If you’re not sure IF it’s something being touted as a TRUST is ok for LTC Medicaid, that’s something to get clear answers from your moms Medicaid caseworker in advance. If there is an issue, it’s an eligibility problem for her, not for whoever sold you the product.
AND
super important to know difference between revocable versus irrevocable. Could be a huge & costly mistake.
Some people feel resentful because they believe they worked hard and scrimped and saved, and now all that money is in jeopardy of being used up quickly for nursing care, while others who weren't so frugal or didn't earn enough money in decent paying jobs, or maybe squandered away their money on drugs, alcohol or gambling are able to get Medicaid. I get it. You at least however can benefit from your savings by having more comfortable private pay facilities available to you for some period of time.
If your Mom needs Memory care, then its too late for a Trust. And I would so rather her spend her money on a nice place to live, then be on Medicaid. My Mom was in her last stage of Dementia when she entered LTC. It was a nice place and she was well cared for. She paid privately for 2 months and then she went on Medicaid. She was not in her room during the day because she was out in the common area. She only slept in her room at night. So I did not say much when she was transferred to a 4 bed room. Medicaid they must have a 2 bed room at least.

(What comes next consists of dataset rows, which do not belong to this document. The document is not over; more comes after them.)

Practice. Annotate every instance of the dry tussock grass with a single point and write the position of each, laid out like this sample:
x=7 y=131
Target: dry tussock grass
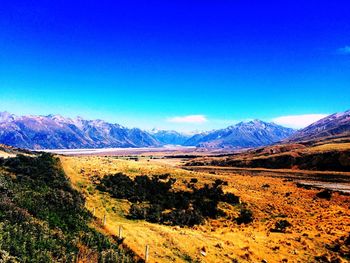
x=315 y=222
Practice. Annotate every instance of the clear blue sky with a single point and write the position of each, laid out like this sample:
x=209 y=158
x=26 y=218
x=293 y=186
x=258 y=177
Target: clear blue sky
x=144 y=63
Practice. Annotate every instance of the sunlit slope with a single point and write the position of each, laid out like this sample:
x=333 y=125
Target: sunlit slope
x=315 y=222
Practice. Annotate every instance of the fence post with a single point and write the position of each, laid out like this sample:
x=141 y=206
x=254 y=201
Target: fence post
x=147 y=253
x=104 y=220
x=120 y=234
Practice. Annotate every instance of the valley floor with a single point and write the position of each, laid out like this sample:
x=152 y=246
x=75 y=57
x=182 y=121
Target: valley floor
x=317 y=225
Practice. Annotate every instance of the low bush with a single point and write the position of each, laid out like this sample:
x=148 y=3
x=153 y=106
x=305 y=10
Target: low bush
x=42 y=218
x=155 y=200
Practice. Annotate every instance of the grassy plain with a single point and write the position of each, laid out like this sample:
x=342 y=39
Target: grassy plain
x=315 y=223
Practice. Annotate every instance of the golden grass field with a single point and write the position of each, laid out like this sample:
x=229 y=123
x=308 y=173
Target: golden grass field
x=315 y=222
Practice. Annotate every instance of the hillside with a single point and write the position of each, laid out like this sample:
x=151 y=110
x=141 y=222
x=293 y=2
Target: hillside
x=242 y=135
x=43 y=219
x=57 y=132
x=170 y=137
x=335 y=125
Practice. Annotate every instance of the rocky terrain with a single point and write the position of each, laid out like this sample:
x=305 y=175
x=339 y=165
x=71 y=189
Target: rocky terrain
x=57 y=132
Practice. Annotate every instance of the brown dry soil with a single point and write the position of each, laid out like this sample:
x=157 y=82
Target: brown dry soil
x=316 y=224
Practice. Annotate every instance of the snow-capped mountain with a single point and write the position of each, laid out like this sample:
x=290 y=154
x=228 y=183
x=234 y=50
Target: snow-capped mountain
x=242 y=135
x=57 y=132
x=170 y=137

In my State if you pay for an AL or MC for at least two years, you can apply for Medicaid if you have no more money for your care and stay in that facility but the facility has to except Medicaid. So find out what your State allows in Medicaid paying for MCs. If like my State, then find a facility that excepts Medicaid that way Mom does not have to move.
Depending on the age of the patient and her partner, plus the amount of assets and time involved, you need to weight the value of the cost of legal fees and what you'll be expected to do exactly, in order to become Medicaid qualified.
It is a complicated process, you need to know, up front what to expect - make sure, if you decide to go with it, that the attorney is a well known, highly recommended, well respected firm.